Dataset download#
This is a generic example how to access Trading Strategy datasets by hand.
If you are a Python user, you should use the trading-strategy package to access the data (see Code examples). In thes examples, we give Python pseudocode other programming languages can adapt.
Downloading datasets programmatically#
All endpoints need your API key in the Authorisation
header.
Because files are large, you need to stream them, as they are unlikely to fit in the RAM.
Example how to download:
import os
import requests
# Read API key from the process environment
# should be in format "secret-token:tradingstrategy-48...
# where the secret-token is the part of the API key itself
api_key = os.environ["TRADING_STRATEGY_API_KEY"]
session = requests.Session()
session.headers.update({'Authorization': api_key})
server = "https://tradingstrategy.ai/api"

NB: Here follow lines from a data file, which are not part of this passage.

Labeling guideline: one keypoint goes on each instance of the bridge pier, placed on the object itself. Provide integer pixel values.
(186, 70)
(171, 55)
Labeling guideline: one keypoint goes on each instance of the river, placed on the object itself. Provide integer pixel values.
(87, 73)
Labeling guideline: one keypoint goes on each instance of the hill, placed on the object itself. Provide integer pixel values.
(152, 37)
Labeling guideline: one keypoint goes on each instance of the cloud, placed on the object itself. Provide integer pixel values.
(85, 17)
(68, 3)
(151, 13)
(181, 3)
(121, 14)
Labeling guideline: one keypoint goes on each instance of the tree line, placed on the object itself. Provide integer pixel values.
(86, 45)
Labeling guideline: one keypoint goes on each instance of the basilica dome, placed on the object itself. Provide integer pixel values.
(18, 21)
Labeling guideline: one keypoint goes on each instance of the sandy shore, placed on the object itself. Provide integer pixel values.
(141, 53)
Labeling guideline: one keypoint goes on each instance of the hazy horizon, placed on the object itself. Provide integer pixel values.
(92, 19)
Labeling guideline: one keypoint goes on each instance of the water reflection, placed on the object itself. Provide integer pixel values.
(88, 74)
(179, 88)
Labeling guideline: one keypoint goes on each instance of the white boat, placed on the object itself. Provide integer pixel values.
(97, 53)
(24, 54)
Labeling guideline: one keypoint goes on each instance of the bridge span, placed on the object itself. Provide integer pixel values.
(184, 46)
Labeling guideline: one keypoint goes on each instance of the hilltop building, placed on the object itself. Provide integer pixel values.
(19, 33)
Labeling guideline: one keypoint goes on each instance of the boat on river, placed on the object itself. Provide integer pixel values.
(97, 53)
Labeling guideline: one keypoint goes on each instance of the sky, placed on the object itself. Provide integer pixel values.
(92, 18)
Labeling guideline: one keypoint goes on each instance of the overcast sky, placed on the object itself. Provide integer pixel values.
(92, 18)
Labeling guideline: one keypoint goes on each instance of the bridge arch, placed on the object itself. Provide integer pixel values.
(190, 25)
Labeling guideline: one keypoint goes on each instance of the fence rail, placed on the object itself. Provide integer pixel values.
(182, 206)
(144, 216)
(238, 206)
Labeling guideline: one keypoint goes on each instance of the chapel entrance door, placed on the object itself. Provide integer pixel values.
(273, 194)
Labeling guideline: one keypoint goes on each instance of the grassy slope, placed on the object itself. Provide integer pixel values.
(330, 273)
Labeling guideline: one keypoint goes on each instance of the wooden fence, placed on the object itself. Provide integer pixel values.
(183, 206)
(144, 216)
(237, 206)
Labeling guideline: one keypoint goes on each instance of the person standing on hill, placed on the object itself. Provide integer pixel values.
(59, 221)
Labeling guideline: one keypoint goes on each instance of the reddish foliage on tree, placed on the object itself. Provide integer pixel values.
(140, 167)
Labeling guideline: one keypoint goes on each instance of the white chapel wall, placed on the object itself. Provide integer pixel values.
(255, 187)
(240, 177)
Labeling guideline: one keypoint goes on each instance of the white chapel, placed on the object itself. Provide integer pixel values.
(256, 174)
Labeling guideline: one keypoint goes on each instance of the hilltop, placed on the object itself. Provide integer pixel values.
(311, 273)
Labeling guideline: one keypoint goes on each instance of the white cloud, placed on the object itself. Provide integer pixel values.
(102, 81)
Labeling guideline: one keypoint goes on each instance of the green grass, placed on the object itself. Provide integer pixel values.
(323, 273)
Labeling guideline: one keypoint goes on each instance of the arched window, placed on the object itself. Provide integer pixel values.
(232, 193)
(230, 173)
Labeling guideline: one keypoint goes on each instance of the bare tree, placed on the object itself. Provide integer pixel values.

url = f"{server}/candles-all"
params= {"bucket": "1d"}
resp = session.get(url, allow_redirects=True, stream=True, params=params)
resp.raise_for_status()
size = 0
with open('candles.parquet', 'wb') as handle:
for block in resp.iter_content(64*1024):
handle.write(block)
size += len(block)
print(f"Downloaded {size:,} bytes")
Here is a curl example for getting 1d liquidity candles and save the file in the current folder:
export TRADING_STRATEGY_API_KEY="secret-token:tradingstrategy-..."
curl -v -H "Authorization: $TRADING_STRATEGY_API_KEY" "https://tradingstrategy.ai/api/liquidity-all?bucket=1d" --output liquidity-1d.parquet
Reading datasets#
Datasets are distributed as compressed Parquet files, using Parquet version 2.0.
You can read the files using PyArrow:
import pyarrow as pa
from pyarrow import parquet as pq
table: pa.Table = pq.read_table("candles.parquet")
Then, you can directly import the table into your database or convert the table to a Pandas DataFrame for further manipulation.